Taka była co najwyżej dziwaczna interpretacja pewnych polskich konserwatystów obskuranckich, Bóg raczy nomen omen widzieć skąd wzięta, ale wiadomo po co stosowana, gdy po drodze im było z Wojtyłą i Ratzingerem. Obecnie już wszyscy oni doczytali nawet Terlikowski. A bidny Marian Kowalski się raczej z jakiś neopogańsko/satanistycznych nurtów niw wywodzi chyba? Stąd może przy konwersji jest już najbardziej z tyłu nawet za Terlikowskim. Dokonanej chyba ostatnio po to, żeby się sfotografować z podpisem ” Jestem chrześcijaniem” i karabinem.
Odrzucanie oficjalnego papieskiego stanowiska w sprawie etyki i moralności nie jest herezją, lecz schizmą. Herezja dotyczy tylko doktryny, a nie szeroko pojętej dyscyplinarki.
Marian wierzy w kozę, ale już nie chce płacić świętopietrza. I zawsze polski katolicyzm był tej kozie bliższy.
Świetny artykuł P.Piotrze chciałbym dodać że najwięksi mordercy noszą krzyż na szyjach i chodzą do kościoła myślę o mafii a co do wykonywaniem polecen Franciszka to jest inaczej, każdy katolik czyni to co czyni na swój rachunek , Papież tylko przypomina kanony jakimi musi kierować się katolik
I don’t even know what to say, this made things so much eareis!

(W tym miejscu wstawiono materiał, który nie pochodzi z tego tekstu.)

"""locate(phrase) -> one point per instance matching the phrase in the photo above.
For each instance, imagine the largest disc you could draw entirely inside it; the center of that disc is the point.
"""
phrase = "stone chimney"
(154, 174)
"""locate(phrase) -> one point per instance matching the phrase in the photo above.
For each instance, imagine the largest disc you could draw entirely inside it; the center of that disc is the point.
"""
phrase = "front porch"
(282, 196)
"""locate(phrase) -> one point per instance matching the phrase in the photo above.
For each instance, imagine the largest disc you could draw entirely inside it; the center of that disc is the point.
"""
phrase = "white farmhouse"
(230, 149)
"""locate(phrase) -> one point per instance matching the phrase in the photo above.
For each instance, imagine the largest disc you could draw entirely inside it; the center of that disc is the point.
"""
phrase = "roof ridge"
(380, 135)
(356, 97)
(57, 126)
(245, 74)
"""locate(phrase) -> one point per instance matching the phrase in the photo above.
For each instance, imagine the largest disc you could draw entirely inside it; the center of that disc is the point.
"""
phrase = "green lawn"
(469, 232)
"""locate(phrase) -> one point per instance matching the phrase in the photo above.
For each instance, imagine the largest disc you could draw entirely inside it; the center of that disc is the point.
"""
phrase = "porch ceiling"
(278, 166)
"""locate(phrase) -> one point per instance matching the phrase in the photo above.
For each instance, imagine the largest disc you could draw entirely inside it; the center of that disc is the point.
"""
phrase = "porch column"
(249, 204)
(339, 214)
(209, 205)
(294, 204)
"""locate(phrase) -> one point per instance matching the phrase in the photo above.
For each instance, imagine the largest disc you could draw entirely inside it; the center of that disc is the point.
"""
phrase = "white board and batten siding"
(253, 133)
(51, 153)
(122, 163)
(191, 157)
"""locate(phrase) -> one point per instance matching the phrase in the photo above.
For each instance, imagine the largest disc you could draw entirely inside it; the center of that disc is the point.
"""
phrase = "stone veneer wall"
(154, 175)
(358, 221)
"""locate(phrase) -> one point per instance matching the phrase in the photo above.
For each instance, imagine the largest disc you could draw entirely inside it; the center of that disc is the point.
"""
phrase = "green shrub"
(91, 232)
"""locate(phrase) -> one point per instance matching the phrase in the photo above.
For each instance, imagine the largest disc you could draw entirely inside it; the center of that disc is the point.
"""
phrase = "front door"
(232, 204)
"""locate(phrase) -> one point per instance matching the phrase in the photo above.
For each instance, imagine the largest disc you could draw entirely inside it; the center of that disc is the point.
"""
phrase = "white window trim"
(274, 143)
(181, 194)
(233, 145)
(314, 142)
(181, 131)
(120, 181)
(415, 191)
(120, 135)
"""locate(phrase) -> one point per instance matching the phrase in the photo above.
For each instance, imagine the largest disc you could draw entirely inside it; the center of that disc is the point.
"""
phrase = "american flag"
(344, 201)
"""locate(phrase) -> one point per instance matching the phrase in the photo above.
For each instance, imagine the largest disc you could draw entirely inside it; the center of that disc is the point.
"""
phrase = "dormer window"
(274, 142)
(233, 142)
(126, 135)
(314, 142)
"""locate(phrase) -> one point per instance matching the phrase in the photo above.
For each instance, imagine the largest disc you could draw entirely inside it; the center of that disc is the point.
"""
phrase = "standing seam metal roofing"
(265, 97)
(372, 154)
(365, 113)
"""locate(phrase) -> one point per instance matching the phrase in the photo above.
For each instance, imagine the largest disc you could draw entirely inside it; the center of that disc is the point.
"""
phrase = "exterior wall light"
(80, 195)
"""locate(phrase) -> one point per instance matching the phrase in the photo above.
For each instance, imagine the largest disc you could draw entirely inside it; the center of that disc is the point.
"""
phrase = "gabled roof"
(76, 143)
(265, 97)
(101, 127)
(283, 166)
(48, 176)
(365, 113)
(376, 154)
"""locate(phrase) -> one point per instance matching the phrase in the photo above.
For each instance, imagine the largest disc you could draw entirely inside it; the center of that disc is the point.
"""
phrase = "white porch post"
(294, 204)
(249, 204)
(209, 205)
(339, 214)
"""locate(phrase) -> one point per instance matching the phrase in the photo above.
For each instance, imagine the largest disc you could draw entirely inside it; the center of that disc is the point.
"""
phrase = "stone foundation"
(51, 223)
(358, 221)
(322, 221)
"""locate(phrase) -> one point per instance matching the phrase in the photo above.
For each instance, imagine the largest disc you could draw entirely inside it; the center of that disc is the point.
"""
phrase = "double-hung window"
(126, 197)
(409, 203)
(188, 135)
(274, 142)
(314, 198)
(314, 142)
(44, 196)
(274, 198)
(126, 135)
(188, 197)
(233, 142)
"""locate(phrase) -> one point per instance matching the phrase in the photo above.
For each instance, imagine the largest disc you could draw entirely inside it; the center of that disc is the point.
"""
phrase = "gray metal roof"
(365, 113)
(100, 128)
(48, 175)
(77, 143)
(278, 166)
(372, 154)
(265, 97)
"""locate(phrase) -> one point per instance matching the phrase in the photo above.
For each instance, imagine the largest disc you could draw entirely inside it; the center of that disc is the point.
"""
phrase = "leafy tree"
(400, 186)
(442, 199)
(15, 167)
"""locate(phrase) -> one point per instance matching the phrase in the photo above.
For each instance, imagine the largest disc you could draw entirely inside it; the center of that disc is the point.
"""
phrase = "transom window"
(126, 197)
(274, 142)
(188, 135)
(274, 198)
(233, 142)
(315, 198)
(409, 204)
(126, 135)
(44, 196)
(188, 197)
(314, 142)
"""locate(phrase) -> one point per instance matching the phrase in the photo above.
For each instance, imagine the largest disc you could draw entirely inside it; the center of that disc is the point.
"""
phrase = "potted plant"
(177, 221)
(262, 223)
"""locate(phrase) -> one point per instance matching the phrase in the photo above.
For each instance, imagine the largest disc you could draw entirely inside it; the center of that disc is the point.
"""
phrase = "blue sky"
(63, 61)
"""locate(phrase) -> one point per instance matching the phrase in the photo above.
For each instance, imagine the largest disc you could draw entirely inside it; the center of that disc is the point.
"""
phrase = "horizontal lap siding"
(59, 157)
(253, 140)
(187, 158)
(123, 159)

Sedewakantyzm- nowe slowo ktorego nauczyc sie musi redaktor Nowak :)
Biskup rzymski jest nieomylny w sprawach wiary i moralności jeśli swą opinię wyrazi w sposób uroczysty, jak przewiduje to Kodeks kanoniczny. W kontaktach z mediami wypowiedzi nie mają powyższego charakteru. Powątpiewanie w wypowiedzi biskupa rzymskiego są nieroztropne ale nie wykluczają z grona wiernych Kościoła.